# Horse show nerves + Greenie?



## TheAQHAGirl (Aug 10, 2012)

Okay I just need some advice with shows, etc.

Next weekend I'm going to the first show of the season. I'm hoping very much that this will be Faith's first under saddle show. My goal for this show is just to ride her whether its in the show ring or not. 

For being 3 I am not too sure how shes going to do under saddle wise and she is pretty good about it for her age. She acts like a been-there-done-that attitude (mostly) and her first show was awesome. She acted like shes been doing it her whole life. 

I think I may 'borrow' my trainer_ (or take him against his will)_ and let him watch me and possibly jump on her so that I can calm down a bit and my emotions don't interfere with Faith.
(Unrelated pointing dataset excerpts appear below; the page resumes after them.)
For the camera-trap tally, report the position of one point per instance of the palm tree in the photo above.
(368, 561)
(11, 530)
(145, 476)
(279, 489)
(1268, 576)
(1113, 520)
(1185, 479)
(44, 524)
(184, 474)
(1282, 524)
I'm not even sure if its that I'm nervous, but I feel that I'm more on the excited side.

Just a possibility. Anyways, any suggestions?


----------



## blue eyed pony (Jun 20, 2011)

Make a list of everything you could possibly need. And include an INVENTORY of things in your first-aid kit that you need, too, because I guarantee you that the day you don't have something is the day you'll need it and nobody else has one either!

Knowing you have everything you need, want, or could possibly fathom someone wanting to borrow, is unbelievably comforting.
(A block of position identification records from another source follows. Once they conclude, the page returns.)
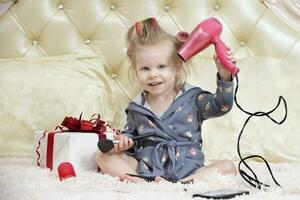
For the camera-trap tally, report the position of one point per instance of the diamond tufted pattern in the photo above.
(257, 36)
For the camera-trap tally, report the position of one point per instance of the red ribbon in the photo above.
(71, 124)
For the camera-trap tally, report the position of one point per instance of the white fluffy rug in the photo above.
(20, 180)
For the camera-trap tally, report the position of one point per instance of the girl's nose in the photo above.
(153, 73)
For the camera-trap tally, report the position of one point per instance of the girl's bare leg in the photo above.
(223, 166)
(118, 164)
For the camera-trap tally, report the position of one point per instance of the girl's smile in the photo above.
(155, 68)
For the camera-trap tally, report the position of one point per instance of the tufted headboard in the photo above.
(63, 57)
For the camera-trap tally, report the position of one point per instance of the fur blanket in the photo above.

Also, rescue remedy is amazing. Non-pharmaceutical, and great for calming the nerves. You can use it on you AND on your horse. Doesn't work for everybody but it's NOT just placebo or it wouldn't work on animals!


----------



## Saddlebag (Jan 17, 2011)

You need to switch your focus. Envision every thing your will be doing with your horse from the time you off load to your first class. Don't think about the class but how well you can keep her comfortable, physically and mentally. Run this over and over in your mind.


----------



## oh vair oh (Mar 27, 2012)

A horse should always have touchstones in their training that are repetitive and that they can do in their sleep. For my yearling, it's hip disengagements, pivots, and casual circles. 

When you get to the show, especially in the early season, expect your horse to forget about 80% of what you've taught them up front. In order to get your horse's mind working and remembering, go back to those touchstones until your horse is soft. Once your horse says "ahah! this is just like how we do at home, my mommy knows what she's doing and i am comfortable doing these exercises because i know i've done them 100 times", the horse will gain confidence and begin to act as himself at home again. And, most importantly, YOU will gain confidence because you can just focus on a couple repetitive exercises at a time.

Your training is like homework, and a show is like a test. If you fail your test, you have to do more homework. If you pass your test, you did your homework.


----------



## Annanoel (Mar 29, 2011)

LOVE what oh vair oh, said! DO have a routine because it's so easy for you to get to a show and have your horse forget mostly everything, even you because of all the excitement. Especially when they're young. Love her last saying, the show IS the test for both of you. 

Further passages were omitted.